Die Zukunft
Einführung in die Betrachtung der Weissagungen
Kann wohl etwas das Herz des Menschen mehr bewegen als die Frage: Was wird die Zukunft bringen? Natürlich war diese Frage früher auch vorhanden, aber nach zwei Weltkriegen mit all dem dadurch verursachten Elend und der Furcht vor einem dritten ist die Frage besonders dringlich geworden. Wenn der letzte Krieg mit seinem Terror und den Konzentrationslagern, mit seinen Luftangriffen und der Wut vorsätzlicher Vernichtung schon so schrecklich war, wie muss es dann erst bei dem nächsten Krieg sein, wenn die aufs modernste vervollkommneten Waffen, die seitdem erfunden wurden oder noch erfunden werden, zur Anwendung kommen?
Und was wird das Ergebnis sein? Wird Russland durch Amerika mit seinen Wasserstoff- und Atombomben, mit seinen bakteriologischen Kampfmitteln vom Erdboden weggefegt werden? Oder wird Russland durch seine fünften Kolonnen oder durch Waffengewalt über West-Europa den Sieg davontragen? Das sind alles bange Fragen in den Herzen der Menschen, auf die keine Zeitung und auch kein Politiker eine Antwort geben kann.

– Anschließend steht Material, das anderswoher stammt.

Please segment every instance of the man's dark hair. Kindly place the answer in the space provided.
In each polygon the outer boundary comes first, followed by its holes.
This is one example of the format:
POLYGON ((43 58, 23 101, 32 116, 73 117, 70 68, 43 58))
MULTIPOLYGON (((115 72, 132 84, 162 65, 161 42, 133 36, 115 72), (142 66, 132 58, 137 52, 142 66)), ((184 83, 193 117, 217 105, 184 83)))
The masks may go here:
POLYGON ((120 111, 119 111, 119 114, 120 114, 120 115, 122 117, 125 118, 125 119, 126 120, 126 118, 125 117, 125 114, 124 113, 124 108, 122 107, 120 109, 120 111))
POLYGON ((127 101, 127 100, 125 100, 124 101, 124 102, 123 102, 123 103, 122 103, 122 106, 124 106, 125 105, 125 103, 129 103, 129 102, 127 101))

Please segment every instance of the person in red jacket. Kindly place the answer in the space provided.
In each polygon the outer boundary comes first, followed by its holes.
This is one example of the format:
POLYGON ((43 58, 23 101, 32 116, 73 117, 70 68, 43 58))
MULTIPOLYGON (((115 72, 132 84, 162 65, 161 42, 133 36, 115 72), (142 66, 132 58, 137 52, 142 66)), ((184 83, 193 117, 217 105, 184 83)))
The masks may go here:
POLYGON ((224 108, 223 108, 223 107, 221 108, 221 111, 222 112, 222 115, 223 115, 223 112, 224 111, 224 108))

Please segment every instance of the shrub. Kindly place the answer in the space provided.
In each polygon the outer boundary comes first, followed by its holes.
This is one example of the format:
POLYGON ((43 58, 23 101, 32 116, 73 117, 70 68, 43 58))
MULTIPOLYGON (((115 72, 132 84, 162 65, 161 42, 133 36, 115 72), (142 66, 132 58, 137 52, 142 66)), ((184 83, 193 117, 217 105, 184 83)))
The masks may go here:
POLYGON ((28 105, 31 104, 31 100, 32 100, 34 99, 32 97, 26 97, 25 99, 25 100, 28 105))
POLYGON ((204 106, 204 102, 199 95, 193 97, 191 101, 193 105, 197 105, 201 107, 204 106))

Und doch gibt es Einen, der auf alle Fragen des menschlichen Herzens Antwort geben kann. Wenn es sich dabei um Fragen über den persönlichen Zustand des Menschen handelt, so sagt Er, was der Mensch ist. „Da ist kein Gerechter, auch nicht einer; … da ist keiner, der Gott sucht; … da ist keiner, der Gutes tut, da ist auch nicht einer; … denn alle haben gesündigt und erreichen nicht die Herrlichkeit Gottes“ (Röm 3,10–23). Und wenn jemand, der zur Erkenntnis seiner Sünden gekommen ist, fragt: „Was muss ich tun, damit ich errettet werde?“, so erhält er zur Antwort: „Glaube an den Herrn Jesus, und du wirst errettet werden, du und dein Haus“ (Apg 16,31). Fragt jemand nach seiner persönlichen Zukunft – Gottes Antwort ist deutlich und lässt keine zwei verschiedenen Auslegungen zu: „Und die Toten wurden gerichtet nach dem, was in den Büchern geschrieben war, nach ihren Werken“ (Off 20,11–15). Und wird dann die Frage gestellt: „Wie kann ich einem solchen Gericht entfliehen?“, so lautet die göttliche Antwort: „Denn so hat Gott die Welt geliebt, dass er seinen eingeborenen Sohn gab, damit jeder, der an ihn glaubt, nicht verloren gehe, sondern ewiges Leben habe … Wer an ihn glaubt, wird nicht gerichtet“ (Joh 3,16–18).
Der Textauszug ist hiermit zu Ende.